Hoy OSHO me ha contado un secreto que todos debéis saber: nunca aprenderéis a amar mejor. Dejadlo, no lo intentéis porque no se puede amar mejor. Y no se puede porque el amor es perfecto por naturaleza. Tal vez no nos toque vivirlo en esta vida, porque el amor implica ese nivel de consciencia superior que nos haga trascender, llegar a tu interior donde reside aquello inconmensurable. Desde donde nace todo lo inconmensurable como es el amor cuando deja de entender de condiciones y se rinde a la causalidad, que sólo así sabe existir. También debéis saber que trascender no entiende de condiciones, no sabe de espacio ni tiempo ni de fechas de caducidad, ni de irse o quedarse. Trascender es encontrarse, y a mí me encanta hacerlo con quien me acompañe cualquier domingo de terraza y cerveza. Que vivo para crecernos juntos. Todos.
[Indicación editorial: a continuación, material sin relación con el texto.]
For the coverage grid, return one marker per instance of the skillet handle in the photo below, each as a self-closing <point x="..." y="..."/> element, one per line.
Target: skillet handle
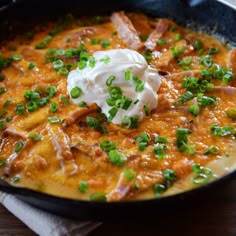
<point x="5" y="4"/>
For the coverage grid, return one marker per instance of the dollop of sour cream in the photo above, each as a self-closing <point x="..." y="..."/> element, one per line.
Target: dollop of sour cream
<point x="119" y="81"/>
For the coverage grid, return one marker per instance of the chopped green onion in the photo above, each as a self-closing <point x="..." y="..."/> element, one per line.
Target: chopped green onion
<point x="146" y="109"/>
<point x="197" y="44"/>
<point x="95" y="40"/>
<point x="159" y="189"/>
<point x="222" y="131"/>
<point x="57" y="64"/>
<point x="31" y="106"/>
<point x="51" y="91"/>
<point x="82" y="104"/>
<point x="116" y="158"/>
<point x="63" y="71"/>
<point x="129" y="174"/>
<point x="92" y="122"/>
<point x="9" y="100"/>
<point x="31" y="65"/>
<point x="213" y="51"/>
<point x="143" y="139"/>
<point x="2" y="77"/>
<point x="82" y="65"/>
<point x="182" y="138"/>
<point x="161" y="41"/>
<point x="177" y="37"/>
<point x="43" y="102"/>
<point x="194" y="109"/>
<point x="15" y="179"/>
<point x="170" y="176"/>
<point x="3" y="162"/>
<point x="98" y="197"/>
<point x="231" y="114"/>
<point x="187" y="96"/>
<point x="212" y="150"/>
<point x="83" y="186"/>
<point x="20" y="109"/>
<point x="107" y="145"/>
<point x="3" y="90"/>
<point x="19" y="146"/>
<point x="148" y="55"/>
<point x="129" y="122"/>
<point x="35" y="136"/>
<point x="2" y="124"/>
<point x="64" y="100"/>
<point x="53" y="107"/>
<point x="54" y="119"/>
<point x="143" y="37"/>
<point x="206" y="61"/>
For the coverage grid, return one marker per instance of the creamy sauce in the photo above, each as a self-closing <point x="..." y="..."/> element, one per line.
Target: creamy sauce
<point x="92" y="82"/>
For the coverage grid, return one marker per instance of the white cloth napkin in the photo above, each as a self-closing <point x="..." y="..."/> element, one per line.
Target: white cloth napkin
<point x="44" y="223"/>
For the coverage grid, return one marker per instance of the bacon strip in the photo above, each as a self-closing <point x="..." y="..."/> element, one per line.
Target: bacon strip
<point x="126" y="30"/>
<point x="63" y="150"/>
<point x="161" y="27"/>
<point x="78" y="113"/>
<point x="121" y="190"/>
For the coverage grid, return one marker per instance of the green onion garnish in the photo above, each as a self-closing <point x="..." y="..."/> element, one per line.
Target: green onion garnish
<point x="53" y="107"/>
<point x="19" y="146"/>
<point x="20" y="109"/>
<point x="35" y="136"/>
<point x="212" y="150"/>
<point x="83" y="186"/>
<point x="222" y="131"/>
<point x="31" y="65"/>
<point x="231" y="114"/>
<point x="107" y="145"/>
<point x="51" y="91"/>
<point x="98" y="197"/>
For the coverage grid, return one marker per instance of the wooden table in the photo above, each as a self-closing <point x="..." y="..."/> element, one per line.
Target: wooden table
<point x="215" y="215"/>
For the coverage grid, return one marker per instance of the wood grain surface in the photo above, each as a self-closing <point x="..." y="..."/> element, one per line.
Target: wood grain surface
<point x="213" y="214"/>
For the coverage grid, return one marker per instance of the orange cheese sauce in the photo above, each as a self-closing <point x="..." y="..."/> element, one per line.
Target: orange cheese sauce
<point x="68" y="152"/>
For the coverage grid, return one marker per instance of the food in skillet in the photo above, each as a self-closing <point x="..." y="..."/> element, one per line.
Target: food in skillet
<point x="116" y="108"/>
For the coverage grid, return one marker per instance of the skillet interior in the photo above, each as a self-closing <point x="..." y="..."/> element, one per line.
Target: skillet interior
<point x="221" y="16"/>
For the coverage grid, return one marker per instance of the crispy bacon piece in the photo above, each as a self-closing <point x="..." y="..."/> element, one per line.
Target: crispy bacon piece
<point x="161" y="28"/>
<point x="63" y="151"/>
<point x="227" y="90"/>
<point x="126" y="30"/>
<point x="121" y="190"/>
<point x="231" y="63"/>
<point x="78" y="113"/>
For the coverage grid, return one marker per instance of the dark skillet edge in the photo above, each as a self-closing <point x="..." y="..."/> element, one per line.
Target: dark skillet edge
<point x="117" y="211"/>
<point x="86" y="210"/>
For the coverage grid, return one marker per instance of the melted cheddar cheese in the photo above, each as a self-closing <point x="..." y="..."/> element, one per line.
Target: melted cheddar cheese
<point x="49" y="144"/>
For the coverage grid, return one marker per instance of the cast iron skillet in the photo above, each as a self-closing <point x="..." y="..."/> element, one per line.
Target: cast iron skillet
<point x="209" y="14"/>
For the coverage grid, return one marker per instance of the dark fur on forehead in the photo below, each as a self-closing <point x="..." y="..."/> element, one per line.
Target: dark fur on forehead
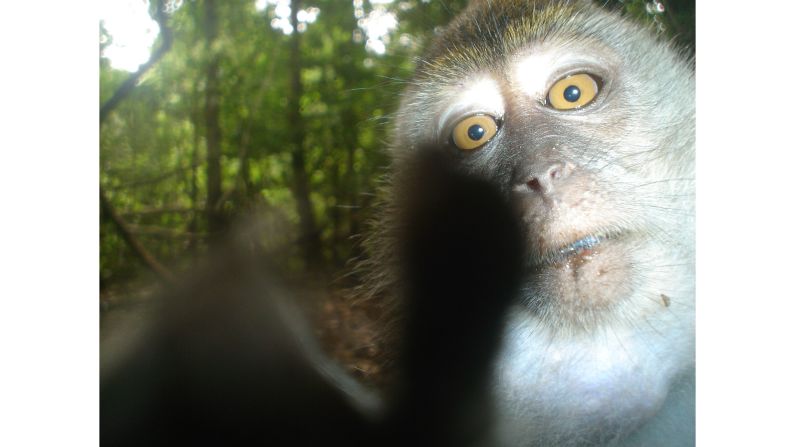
<point x="489" y="30"/>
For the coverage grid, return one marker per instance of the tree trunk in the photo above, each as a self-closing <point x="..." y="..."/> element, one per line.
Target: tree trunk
<point x="213" y="128"/>
<point x="300" y="187"/>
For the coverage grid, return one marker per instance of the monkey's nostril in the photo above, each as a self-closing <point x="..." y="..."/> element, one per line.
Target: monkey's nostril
<point x="534" y="184"/>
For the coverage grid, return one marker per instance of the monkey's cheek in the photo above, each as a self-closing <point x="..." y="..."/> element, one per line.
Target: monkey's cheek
<point x="593" y="279"/>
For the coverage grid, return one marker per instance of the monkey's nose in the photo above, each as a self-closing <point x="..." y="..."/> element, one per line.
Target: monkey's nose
<point x="544" y="180"/>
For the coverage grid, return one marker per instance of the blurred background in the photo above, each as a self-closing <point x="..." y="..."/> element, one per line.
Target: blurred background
<point x="212" y="111"/>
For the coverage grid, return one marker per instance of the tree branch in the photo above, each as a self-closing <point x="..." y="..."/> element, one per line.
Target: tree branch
<point x="122" y="92"/>
<point x="126" y="234"/>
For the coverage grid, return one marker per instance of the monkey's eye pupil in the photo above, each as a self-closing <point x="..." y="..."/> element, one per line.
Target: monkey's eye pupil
<point x="572" y="93"/>
<point x="476" y="132"/>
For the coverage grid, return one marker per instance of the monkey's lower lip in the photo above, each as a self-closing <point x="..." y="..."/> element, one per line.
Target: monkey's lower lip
<point x="578" y="247"/>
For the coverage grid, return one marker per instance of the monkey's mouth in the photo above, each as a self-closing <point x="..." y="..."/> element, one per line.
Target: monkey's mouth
<point x="580" y="248"/>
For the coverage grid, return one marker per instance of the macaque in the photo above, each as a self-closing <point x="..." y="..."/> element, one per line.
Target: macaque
<point x="585" y="122"/>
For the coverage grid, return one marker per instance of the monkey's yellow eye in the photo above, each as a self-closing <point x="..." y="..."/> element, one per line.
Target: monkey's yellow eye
<point x="573" y="92"/>
<point x="474" y="131"/>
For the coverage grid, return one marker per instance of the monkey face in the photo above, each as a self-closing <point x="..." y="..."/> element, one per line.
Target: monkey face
<point x="588" y="126"/>
<point x="587" y="123"/>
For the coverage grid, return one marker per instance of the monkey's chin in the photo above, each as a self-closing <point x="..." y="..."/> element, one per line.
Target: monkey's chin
<point x="580" y="282"/>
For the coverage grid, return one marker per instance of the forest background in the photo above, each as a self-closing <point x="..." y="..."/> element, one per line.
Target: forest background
<point x="235" y="114"/>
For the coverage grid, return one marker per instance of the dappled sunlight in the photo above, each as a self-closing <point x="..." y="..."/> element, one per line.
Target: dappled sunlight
<point x="133" y="32"/>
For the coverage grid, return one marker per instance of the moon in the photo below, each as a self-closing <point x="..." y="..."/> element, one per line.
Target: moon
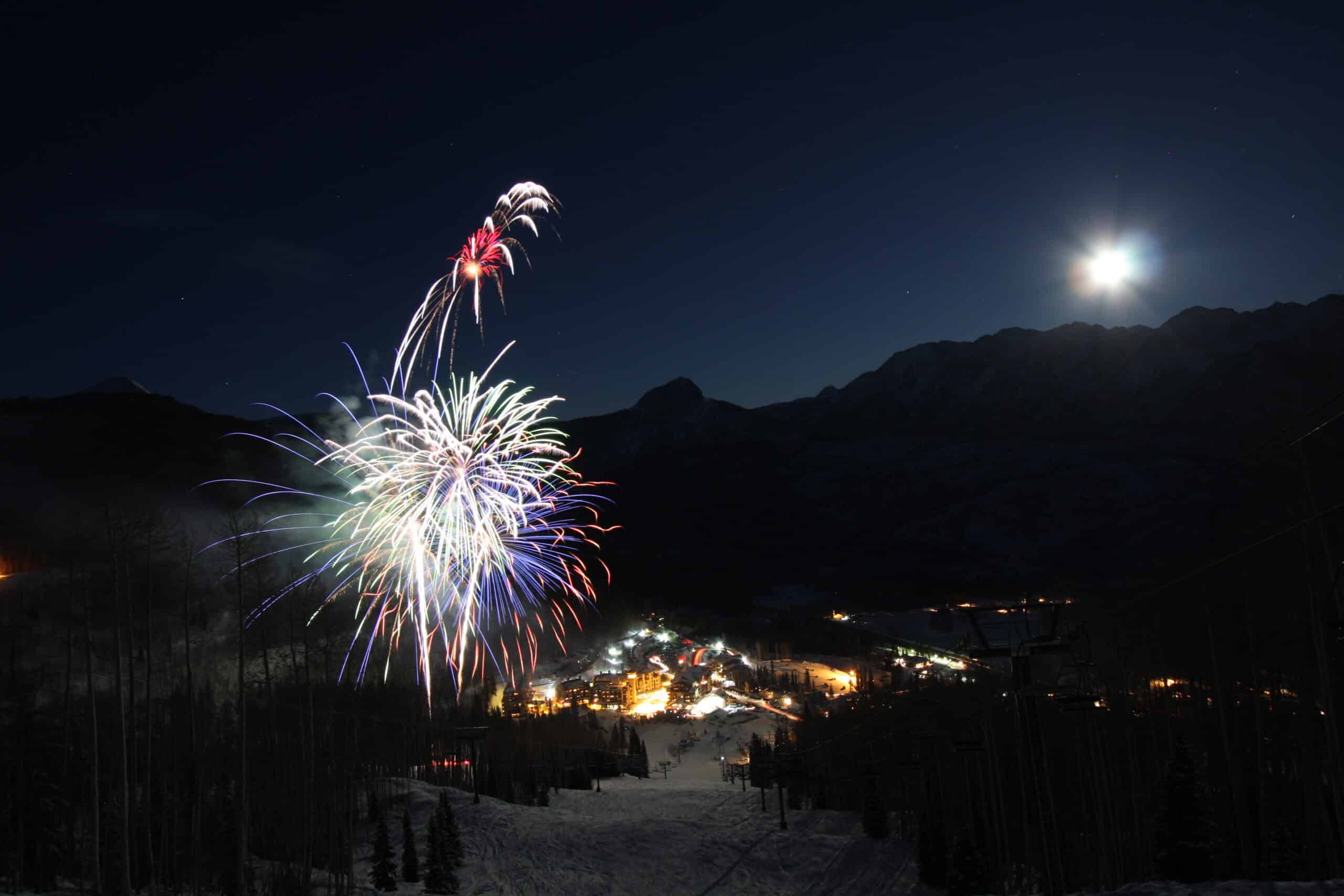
<point x="1110" y="269"/>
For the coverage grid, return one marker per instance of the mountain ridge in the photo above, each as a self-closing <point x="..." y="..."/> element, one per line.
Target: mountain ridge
<point x="1079" y="458"/>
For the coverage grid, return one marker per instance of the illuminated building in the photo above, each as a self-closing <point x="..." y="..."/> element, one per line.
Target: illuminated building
<point x="609" y="691"/>
<point x="574" y="692"/>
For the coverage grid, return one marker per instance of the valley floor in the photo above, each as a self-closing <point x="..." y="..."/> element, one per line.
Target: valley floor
<point x="687" y="835"/>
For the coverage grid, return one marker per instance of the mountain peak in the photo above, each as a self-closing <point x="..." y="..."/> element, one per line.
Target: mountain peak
<point x="116" y="386"/>
<point x="673" y="397"/>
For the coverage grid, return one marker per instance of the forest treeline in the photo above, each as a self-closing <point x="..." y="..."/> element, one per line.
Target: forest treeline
<point x="154" y="741"/>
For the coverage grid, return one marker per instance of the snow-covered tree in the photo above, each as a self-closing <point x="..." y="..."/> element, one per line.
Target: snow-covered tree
<point x="411" y="861"/>
<point x="385" y="871"/>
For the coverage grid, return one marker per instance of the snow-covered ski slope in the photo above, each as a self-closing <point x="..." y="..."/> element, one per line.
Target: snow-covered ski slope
<point x="687" y="835"/>
<point x="690" y="835"/>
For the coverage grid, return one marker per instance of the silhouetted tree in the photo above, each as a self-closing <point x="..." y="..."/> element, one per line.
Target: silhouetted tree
<point x="875" y="823"/>
<point x="411" y="861"/>
<point x="968" y="873"/>
<point x="1182" y="847"/>
<point x="436" y="876"/>
<point x="385" y="872"/>
<point x="933" y="852"/>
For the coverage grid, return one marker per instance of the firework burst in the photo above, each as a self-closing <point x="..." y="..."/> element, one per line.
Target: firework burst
<point x="460" y="524"/>
<point x="484" y="257"/>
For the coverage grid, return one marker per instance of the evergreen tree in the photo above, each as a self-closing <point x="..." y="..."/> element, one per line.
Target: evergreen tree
<point x="1182" y="846"/>
<point x="933" y="852"/>
<point x="385" y="871"/>
<point x="411" y="861"/>
<point x="875" y="823"/>
<point x="1283" y="855"/>
<point x="436" y="882"/>
<point x="968" y="872"/>
<point x="450" y="840"/>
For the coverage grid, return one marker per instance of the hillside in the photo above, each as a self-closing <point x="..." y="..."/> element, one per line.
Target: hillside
<point x="1078" y="458"/>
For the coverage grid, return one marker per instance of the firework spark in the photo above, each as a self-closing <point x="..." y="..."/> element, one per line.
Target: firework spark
<point x="460" y="523"/>
<point x="484" y="257"/>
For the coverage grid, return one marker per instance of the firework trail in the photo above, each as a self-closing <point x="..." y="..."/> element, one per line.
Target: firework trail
<point x="484" y="257"/>
<point x="461" y="524"/>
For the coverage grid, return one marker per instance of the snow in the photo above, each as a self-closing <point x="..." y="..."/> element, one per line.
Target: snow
<point x="691" y="833"/>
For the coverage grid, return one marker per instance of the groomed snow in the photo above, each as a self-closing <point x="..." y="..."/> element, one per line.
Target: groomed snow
<point x="687" y="835"/>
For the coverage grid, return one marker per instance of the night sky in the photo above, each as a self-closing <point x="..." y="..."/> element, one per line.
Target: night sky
<point x="765" y="199"/>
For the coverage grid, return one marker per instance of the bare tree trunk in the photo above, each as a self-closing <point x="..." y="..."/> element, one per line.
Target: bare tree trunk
<point x="241" y="880"/>
<point x="94" y="808"/>
<point x="1234" y="767"/>
<point x="123" y="781"/>
<point x="133" y="762"/>
<point x="194" y="766"/>
<point x="150" y="741"/>
<point x="65" y="734"/>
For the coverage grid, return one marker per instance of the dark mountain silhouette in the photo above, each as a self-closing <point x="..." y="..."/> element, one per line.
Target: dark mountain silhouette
<point x="1079" y="458"/>
<point x="1076" y="458"/>
<point x="116" y="386"/>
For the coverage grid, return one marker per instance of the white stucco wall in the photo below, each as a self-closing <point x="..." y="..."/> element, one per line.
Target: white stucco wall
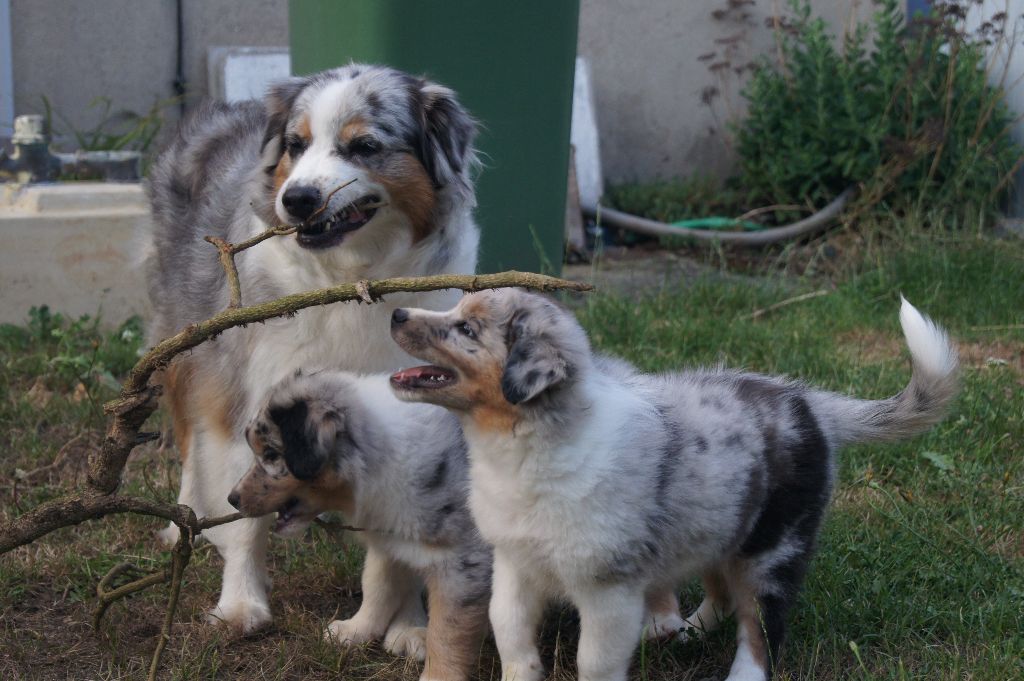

Hace mucho que no siento un amor, tanto que nadie en vida lo recuerda aunque alguien reavive los recuerdos. Porque hay besos malva que vinieron a reabrirme heridas tan profundas que se han cegado al ver la luz. Me hizo mirar a la Luna para volver al medioevo demostrándome que entonces también ella me miraba al bailar, que también bailaba sola. Conocí la impotencia de una entrega al vacío y actué desde esas épocas de verdades en las manos como a mí más me dolió. He sufrido la esquizofrenia de querer darlo todo desde la distancia, de entregarme con los puños cerrados y de el pánico a la dependencia en cualquier sentido. He seguido menospreciando entregas desinteresadas que han sufrido el rechazo de mi incapacidad, y lo siento. Ahora soy la duda de no saber cómo volver a aquellos tiempos de arcos góticos y cielos en cada iglesia para sanar lo que tengo delante. De no saber qué hacer con lo que tengo delante.
Me he envuelto en círculos perfectos de esos espíritus que tanto anheláis, y dejadme deciros que son felices. Que no les preocupa tanto vuestro sufrimiento como vuestra evolución. Que saben de todas las puertas que se nos abren desde el dolor. Cuentan que el secreto está en saber crecer sin heridas, y para eso hay que valorar todo lo que nos llega sin necesidad de pérdidas y arrepentimientos de por medio. Pero sobretodo recordad que el verdadero perdón es aquel que nace sin unas disculpas que lo precedan. Y sin perdón no hay amor.